Working with US CAISI and UK AISI to build more secure AI systems

Working with US CAISI and UK AISI to build more secure AI systems

[ad_1]

September 12, 2025

Global AffairsSafety

An update on our collaboration with US and UK research and standards bodies for the secure deployment of AI.

Abstract gradient of deep and light blue with a diagonal sweep of soft purple, evoking trust, security, and forward motion.
Loading…

We’re proud to continue to push the frontiers of AI capabilities and security. Developing and deploying AI that is secure and useful is core to our mission of ensuring that AGI benefits all of humanity. Key to this is our work with US and UK research and standards bodies who are also dedicated to ensuring the secure deployment of AI for their people.

We were among the first companies to enter into voluntary agreements with both the US Center for AI Standards and Innovation (CAISI) and the UK AI Security Institute (UK AISI). These partnerships reflect our belief that frontier AI development must happen in close collaboration with allied governments that bring deep expertise in machine learning, national security, and metrology.

Today, we’re sharing examples of how these voluntary collaborations have built on our existing security approaches to produce real-world security improvements in practice: joint red-teaming of safeguards against biological misuse, end-to-end testing of products for security issues, and rapid feedback loops to resolve related vulnerabilities.
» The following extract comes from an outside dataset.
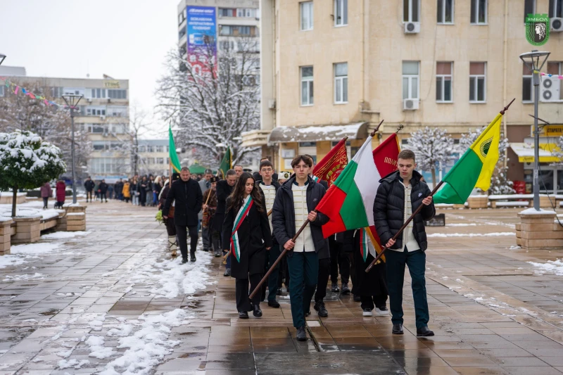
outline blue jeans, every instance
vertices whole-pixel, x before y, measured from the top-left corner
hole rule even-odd
[[[289,300],[293,326],[305,326],[305,313],[311,308],[311,300],[319,277],[319,256],[315,251],[295,253],[287,257],[289,269]]]
[[[412,279],[412,298],[415,300],[415,314],[417,328],[428,326],[429,313],[426,300],[426,255],[422,250],[409,253],[407,248],[400,253],[393,250],[385,252],[387,270],[387,288],[389,291],[389,307],[393,324],[403,324],[403,284],[405,281],[405,265],[409,267]]]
The result is stronger safeguards for widely used AI products, raising the bar for the wider industry, increasing adoption of AI, and showing how governments and industry can work together to evaluate and improve the security of AI systems.
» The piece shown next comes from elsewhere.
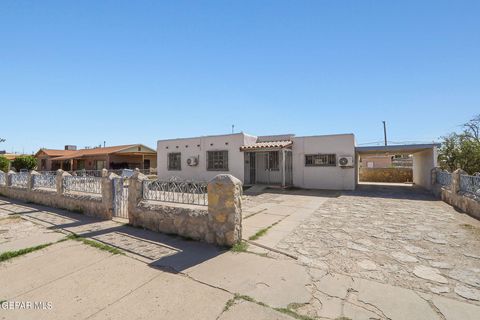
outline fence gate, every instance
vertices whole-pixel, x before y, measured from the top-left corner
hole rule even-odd
[[[128,219],[128,182],[124,177],[113,179],[113,216]]]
Collaborating to Secure the Deployment of AI Agents

For more than a year, OpenAI has partnered with CAISI to evaluate⁠(opens in a new window) OpenAI models’ capabilities in cyber, chemical-biological, and other national security-relevant domains. We recently expanded our partnership to include emerging product security challenges and partnered with CAISI to red-team the security of OpenAI’s agentic AI systems. In a new kind of collaboration that took place in July, OpenAI worked with CAISI to explore how we can partner with external evaluators to find and fix security vulnerabilities in agentic systems, such as OpenAI’s ChatGPT Agent product.

This collaboration with CAISI was a preliminary step into a new domain of red-teaming agentic systems. We aim to continue collaboration in this domain, and our work with CAISI builds upon other layers of deployment security efforts including our own internal testing.

An expert team at CAISI, combining expertise in cybersecurity and AI agent security, worked to investigate and identify new vulnerabilities in these systems. CAISI received early access to ChatGPT Agent, which helped the team to build an early understanding of the system architecture, and the team later red-teamed the released system.

In ongoing probing, CAISI identified two novel security vulnerabilities in ChatGPT Agent that, under certain circumstances, could have allowed a sophisticated attacker to bypass our security protections, and to remotely control the computer systems the agent could access for that session and successfully impersonate the user for other websites they’d logged into.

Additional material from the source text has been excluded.